In the Christian community in which I grew up, the common approach to the environmental movement was to see everyone involved in it as a left-wing, tree-hugging, pot-smoking, nature-worshipping, hippie wannabe. While I'm sure some of these modifiers have been warranted at times, such disingenuous and uncharitable cynicism failed—and fails—to entertain how Christianity might speak to such an important issue as to how we are to best work within a natural world of which we are a part.
Yet it would be years that I was first introduced to a writer who undertook the task of clearly articulating how a love of the creation could inform and be informed by a love of the creation and its Creator. This Kentucky farmer and man of letters, Wendell Berry, made real for me the complex interplay of religion, literature, and agriculture in informing a holistic way of life—in other words, towards shalom.
Of course, the Christian religion has been "at the table" with the environmentalist movement for years, although it has not always been a welcome guest. In his paradigm-shifting essay "The Historical Roots of our Ecological Crisis," Lynn White Jr. argued that ecology is "deeply conditioned by beliefs about our nature and destiny—that is, by religion." Despite the burden of guilt he places upon the Judeo-Christian heresy of progress, White maintained that "since the roots of our trouble are so largely religious, the remedy must also be essentially religious." White's challenge was, and is, to rethink our axioms without abandoning religion, specifically Christianity. But if, as so many believe, Western science and technology have grown out of the Genesis mandate to "have dominion", "subdue", and "conquer" the creation, an appeal to Christianity for a remedy might seem both unlikely and absurd.
Instead of starting with Christianity, perhaps we should first ask: what do we mean by religion?
Religion is an elusive term. Bron Taylor, author of The Encyclopedia of Religion and Nature, has traced the term's origins to Roman rituals (religio) and sacrifices (sacra), and to the Latin leig, meaning "to bind fast"—definitions which place religion in opposition to mystical beliefs (superstitio). If religion, then, is concerned with unifying actions as well as unifying beliefs, it coincides nicely with Berry's notion of caritas, a love that extends to creatures and the land. Also, this love is not meant to be abstract, but particularly applied to actual places and creatures within our purview.
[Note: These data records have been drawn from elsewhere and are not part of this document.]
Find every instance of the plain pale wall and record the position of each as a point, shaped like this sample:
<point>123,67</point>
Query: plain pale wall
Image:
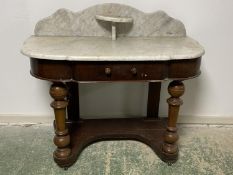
<point>208,21</point>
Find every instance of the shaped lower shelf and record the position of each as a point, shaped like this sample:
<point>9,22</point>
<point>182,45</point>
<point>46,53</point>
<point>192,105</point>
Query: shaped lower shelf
<point>86,132</point>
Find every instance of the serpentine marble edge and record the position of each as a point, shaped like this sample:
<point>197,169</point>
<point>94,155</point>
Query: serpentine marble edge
<point>66,35</point>
<point>67,23</point>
The postwar Christian revival, growing alongside the environmental movement, has often focused on humanity's role as stewards in God's creation or remained silent when confronted with allegations like White's. Berry believes "many are guilty of an extremely unintelligent misreading of Genesis 1:28" in their endorsement that the cultural mandate is simply a license to do what we will with the earth. Berry laments how organized Christianity has made peace with such an economy, often at the expense of honouring the earth.
Yet Berry's estrangement from the organized church, which is problematic, does not inhibit his belief that the Bible, read deeply and sympathetically, gives powerful support to appreciating the world's sanctity. One of Berry's strengths in this regard is to go beyond the conventional discussions of stewardship towards a sacramental vision of the environment. In "The Gift of Good Land" he writes: "[T]o live we must daily break the body and shed the blood of Creation. When we do this knowingly, lovingly, skillfully reverently, it is a sacrament." Berry is not asking us to run from use, but to exercise discretion and self-restraint and to recognize the necessary limitations we face as creatures in a fallen world.